先月発売された昭和40年生まれの推理作家・新野剛志の新作『美しい家』が好評発売中だ。
新野が小説家になったきっかけは一風変わっている。大学卒業後、6年間の旅行会社への勤務を経て、1995年に退職し、キャンプ道具を背負い放浪生活に入る。それはほぼ失跡状態のホームレス状態だったようで、社会に戻るのにどうするかを考えたときに、小説なら鉛筆と紙があればできると考え、そこから“作家活動”をスタートさせたのだそう。もともと小説が好きでずっと読んできたそうだが、新野にはその才能があったのだろう。99年に『八月のマルクス』で江戸川乱歩賞を受賞し、見事に作家デビューをはたした。2008年には『あぼやん』で第139回直木賞候補に。近著に『素人がいっぱい』(東京創元社)、『パブリック・ブラザーズ』(双葉社)、『中野トリップスター』(新潮社)、『恋する空港 あぼやん2』などがある。

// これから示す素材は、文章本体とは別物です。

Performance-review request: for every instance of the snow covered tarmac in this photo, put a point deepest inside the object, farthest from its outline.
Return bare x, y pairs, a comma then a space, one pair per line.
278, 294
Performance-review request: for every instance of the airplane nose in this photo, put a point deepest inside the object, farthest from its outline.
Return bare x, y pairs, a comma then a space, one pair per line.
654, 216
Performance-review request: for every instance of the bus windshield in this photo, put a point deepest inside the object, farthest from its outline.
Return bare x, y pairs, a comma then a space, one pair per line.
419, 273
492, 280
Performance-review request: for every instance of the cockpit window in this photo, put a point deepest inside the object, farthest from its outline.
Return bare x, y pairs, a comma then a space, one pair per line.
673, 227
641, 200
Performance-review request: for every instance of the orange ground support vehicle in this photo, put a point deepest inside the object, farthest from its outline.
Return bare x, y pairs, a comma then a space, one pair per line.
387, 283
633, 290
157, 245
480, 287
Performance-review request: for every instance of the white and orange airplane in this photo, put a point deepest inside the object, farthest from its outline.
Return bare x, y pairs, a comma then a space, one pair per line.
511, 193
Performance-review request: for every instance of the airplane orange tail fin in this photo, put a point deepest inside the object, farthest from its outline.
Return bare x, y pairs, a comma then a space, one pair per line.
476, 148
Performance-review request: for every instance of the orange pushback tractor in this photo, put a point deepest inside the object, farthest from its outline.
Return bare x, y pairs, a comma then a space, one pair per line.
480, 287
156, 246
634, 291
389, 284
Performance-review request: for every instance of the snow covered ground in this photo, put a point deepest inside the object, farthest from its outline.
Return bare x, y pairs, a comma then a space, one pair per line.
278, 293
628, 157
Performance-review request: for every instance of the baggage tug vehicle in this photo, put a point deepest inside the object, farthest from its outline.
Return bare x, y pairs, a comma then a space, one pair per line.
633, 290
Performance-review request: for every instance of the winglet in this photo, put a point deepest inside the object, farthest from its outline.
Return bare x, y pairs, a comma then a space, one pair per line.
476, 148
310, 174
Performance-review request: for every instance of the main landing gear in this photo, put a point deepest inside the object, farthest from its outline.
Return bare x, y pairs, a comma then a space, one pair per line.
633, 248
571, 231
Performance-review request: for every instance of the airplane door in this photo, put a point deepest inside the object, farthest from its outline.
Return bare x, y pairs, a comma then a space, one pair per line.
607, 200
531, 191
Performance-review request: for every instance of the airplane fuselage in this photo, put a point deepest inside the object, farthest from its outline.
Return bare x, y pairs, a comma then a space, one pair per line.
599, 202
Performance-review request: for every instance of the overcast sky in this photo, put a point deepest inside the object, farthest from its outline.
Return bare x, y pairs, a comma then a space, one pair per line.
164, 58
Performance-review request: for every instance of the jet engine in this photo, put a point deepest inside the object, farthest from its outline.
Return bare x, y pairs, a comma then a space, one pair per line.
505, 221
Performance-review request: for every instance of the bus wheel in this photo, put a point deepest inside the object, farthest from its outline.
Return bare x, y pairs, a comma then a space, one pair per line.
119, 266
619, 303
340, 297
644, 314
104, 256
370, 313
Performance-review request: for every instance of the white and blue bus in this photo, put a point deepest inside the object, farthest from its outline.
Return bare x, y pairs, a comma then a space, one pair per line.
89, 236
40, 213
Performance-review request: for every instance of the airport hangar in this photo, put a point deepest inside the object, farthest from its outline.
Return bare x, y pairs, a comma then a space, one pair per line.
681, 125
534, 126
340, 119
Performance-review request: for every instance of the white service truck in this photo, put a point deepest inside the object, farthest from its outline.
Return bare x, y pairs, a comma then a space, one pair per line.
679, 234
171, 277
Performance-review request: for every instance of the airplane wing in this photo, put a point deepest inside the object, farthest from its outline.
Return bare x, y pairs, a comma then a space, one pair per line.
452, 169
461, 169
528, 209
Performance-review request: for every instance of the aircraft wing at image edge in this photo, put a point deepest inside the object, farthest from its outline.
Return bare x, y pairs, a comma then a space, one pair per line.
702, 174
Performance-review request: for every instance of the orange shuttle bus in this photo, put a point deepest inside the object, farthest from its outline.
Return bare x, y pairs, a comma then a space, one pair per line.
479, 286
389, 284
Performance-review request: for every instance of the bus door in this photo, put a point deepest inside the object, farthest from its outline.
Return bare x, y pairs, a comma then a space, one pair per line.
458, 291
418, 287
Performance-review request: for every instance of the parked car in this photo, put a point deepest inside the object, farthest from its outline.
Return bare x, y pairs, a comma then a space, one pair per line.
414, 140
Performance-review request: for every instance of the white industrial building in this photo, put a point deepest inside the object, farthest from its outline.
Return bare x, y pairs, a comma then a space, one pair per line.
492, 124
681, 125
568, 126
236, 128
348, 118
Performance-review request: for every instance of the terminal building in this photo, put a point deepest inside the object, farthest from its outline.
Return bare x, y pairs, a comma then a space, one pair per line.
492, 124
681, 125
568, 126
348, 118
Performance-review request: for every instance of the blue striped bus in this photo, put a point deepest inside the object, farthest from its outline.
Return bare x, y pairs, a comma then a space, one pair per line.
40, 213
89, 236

その新野の新作『美しい家』が好評発売中だ。高校時代に姿を消した姉の行方を探し続ける主人公が、夜更けの住宅街で若い女を“拾った”ことで思いもよらない事件に巻き込まれていくミステリーだ。やがて明らかになるその女の過去は、家族というものが孕む悲しみやおぞましさを思わせ、幸福を求めるがあまり転落してゆく人間たちの業を、まざまざと見せつける。タメ年作家が執筆した新作に注目したい。